Over the course of the 2023 season, a driver may use no more than four ICEs, MGU-Hs, MGU-Ks and turbochargers. Furthermore, , drivers are restricted to two energy stores and control electronics, and eight of each of the four elements that make up a set of exhaust systems (comprising primaries left-hand side, primaries right-hand side, secondary LHS and secondary RHS).
Three drivers have already exceeded their power units allowance for the 2023 F1 season.
Charles Leclerc received a drop of 10 grid positions due to using three CE units at Round 2 of the season, the Saudi Arabian Grand Prix. The Monegasque was given a 15-place grid penalty at the Spanish Grand Prix for another addition control electronics and a fresh energy store. While the first change was the result of Ferrari’s reliability issues early on in the season, the second was more of a tactical change as Leclerc qualified himself down in P19 for the Barcelona F1 race.
At the Australian Grand Prix, Sergio Pérez was required to start the race from the pit lane for using his third CE and ES unit. It was also a tactical move following the Mexican’s low-key qualifying performance in Melbourne.
The already-ousted Nyck de Vries also received a grid drop penalty at the Austrian Grand Prix after his former team AlphaTauri equipped his car with a fresh energy store and control electronics, the third of each component. The car is now races by Daniel Ricciardo, who has to complete the season with the pool of used and fresh engine components used by Nyck de Vries.
There are several drivers on the verge of exceeding their allowance for the year with Pierre Gasly and Nico Hulkenberg finding themselves in big jeopardy. However, there are other drivers who are likely to struggle to complete the rest of the season with their allowance of power unit components.
With the introduction of the hybrid power units back in 2014, the gearbox was also redesigned to suit the new characteristics of the brand-new powertrain and its torque delivery. Currently, F1 vehicles use highly automated sequential semi-automatic gearboxes with paddle-shifters. The regulations state that one reverse gear must be used and 8 forward gears can be used which was increased from 7 since the 2014 season.
In the technical regulations, gearbox units are referred to as restricted-number components. These elements involve the gearbox case and cassette, and the gearbox driveline, gear change components and auxiliary components.
As far as the maximum number of gearboxes are concerned, teams must bear in mind that gearbox units are split into two parts as per the sporting regulations. Over the course of the 2023 F1 season, drivers have to get around with an allocation of four gearbox cassettes & cases and four driverlines, gear change components and auxiliary components.

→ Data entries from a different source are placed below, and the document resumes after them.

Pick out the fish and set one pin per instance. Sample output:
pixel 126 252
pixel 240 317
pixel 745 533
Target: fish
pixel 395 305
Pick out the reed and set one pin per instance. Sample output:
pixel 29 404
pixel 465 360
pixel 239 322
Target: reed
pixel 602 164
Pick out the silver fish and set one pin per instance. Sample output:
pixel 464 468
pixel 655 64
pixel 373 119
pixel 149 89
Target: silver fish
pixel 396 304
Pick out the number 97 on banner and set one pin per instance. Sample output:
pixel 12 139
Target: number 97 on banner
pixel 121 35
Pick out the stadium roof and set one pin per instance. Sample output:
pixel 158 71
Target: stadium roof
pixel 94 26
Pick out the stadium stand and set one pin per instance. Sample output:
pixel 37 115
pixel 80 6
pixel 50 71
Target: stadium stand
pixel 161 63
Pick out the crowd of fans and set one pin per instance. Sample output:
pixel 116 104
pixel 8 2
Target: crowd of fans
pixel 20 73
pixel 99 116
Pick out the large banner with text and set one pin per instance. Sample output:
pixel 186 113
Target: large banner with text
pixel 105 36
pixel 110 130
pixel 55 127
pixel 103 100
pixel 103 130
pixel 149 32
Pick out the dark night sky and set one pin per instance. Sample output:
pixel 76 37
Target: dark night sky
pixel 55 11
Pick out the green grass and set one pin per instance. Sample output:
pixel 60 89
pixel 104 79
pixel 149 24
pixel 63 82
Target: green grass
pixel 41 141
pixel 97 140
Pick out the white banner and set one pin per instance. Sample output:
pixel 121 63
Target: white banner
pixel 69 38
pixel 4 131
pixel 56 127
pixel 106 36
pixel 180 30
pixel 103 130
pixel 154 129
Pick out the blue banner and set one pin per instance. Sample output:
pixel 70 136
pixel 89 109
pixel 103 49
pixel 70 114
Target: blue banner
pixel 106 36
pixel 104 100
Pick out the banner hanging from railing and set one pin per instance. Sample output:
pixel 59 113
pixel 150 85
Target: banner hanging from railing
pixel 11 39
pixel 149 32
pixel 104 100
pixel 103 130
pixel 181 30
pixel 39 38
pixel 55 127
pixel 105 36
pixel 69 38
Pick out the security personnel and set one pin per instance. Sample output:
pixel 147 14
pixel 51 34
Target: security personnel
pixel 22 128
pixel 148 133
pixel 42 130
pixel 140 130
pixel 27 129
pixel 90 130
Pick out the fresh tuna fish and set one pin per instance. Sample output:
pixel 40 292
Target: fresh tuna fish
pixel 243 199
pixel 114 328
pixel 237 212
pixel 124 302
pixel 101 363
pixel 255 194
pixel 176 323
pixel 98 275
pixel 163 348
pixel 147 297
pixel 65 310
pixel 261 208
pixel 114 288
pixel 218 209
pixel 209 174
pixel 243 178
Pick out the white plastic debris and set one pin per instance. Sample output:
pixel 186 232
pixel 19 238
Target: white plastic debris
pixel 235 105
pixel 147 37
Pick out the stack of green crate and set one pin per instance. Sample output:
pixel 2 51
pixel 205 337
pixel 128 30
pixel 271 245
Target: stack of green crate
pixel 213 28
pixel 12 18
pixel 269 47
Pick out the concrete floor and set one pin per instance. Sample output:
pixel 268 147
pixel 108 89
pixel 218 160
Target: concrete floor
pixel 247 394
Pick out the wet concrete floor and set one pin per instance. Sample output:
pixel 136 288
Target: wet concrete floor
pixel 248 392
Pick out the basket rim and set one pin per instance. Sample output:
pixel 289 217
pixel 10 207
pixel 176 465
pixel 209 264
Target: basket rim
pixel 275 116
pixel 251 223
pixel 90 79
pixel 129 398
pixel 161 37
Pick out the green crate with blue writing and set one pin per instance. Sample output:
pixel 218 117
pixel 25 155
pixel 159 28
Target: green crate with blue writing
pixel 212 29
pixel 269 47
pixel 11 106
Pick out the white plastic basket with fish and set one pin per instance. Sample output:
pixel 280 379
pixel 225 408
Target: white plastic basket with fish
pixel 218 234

It also means that teams have to make sure that a gearbox lasts at least six races if they want to complete the entirety of the season with only four gearboxes.
The first time the allocation of either of the components is exceeded, a five-place grid penalty will be dished out. It means that a complete gearbox unit that is outside of the pool of a driver leads to a grid drop of ten places.
At the Belgian Grand Prix, championship runaway leader Max Verstappen became the first driver to require a fifth assembly this year. Interestingly, the Dutchman did not receive a completely fresh gearbox unit, and it meant that he was handed out ‘only’ a five-place grid drop in Spa.
As far as the numbers are concerned, Sergio Perez, Pierre Gasly, Kevin Magnussen and Nuco Hulkenberg are also in jeopardy as they have already thrown four gearbox units into their pool, meaning that they are likely to require additional components in the remaining ten races of the season.
On the other end of the spectrum, George Russell, Lewis Hamilton, Daniel Ricciardo, Yuki Tsunoda, Alex Albon, Lando Norris, Fernando Alonso and Zhou Guanyu have only required two gearbox units across the opening twelve races of the season, and they have every chance to avoid a gearbox-induced grid penalty.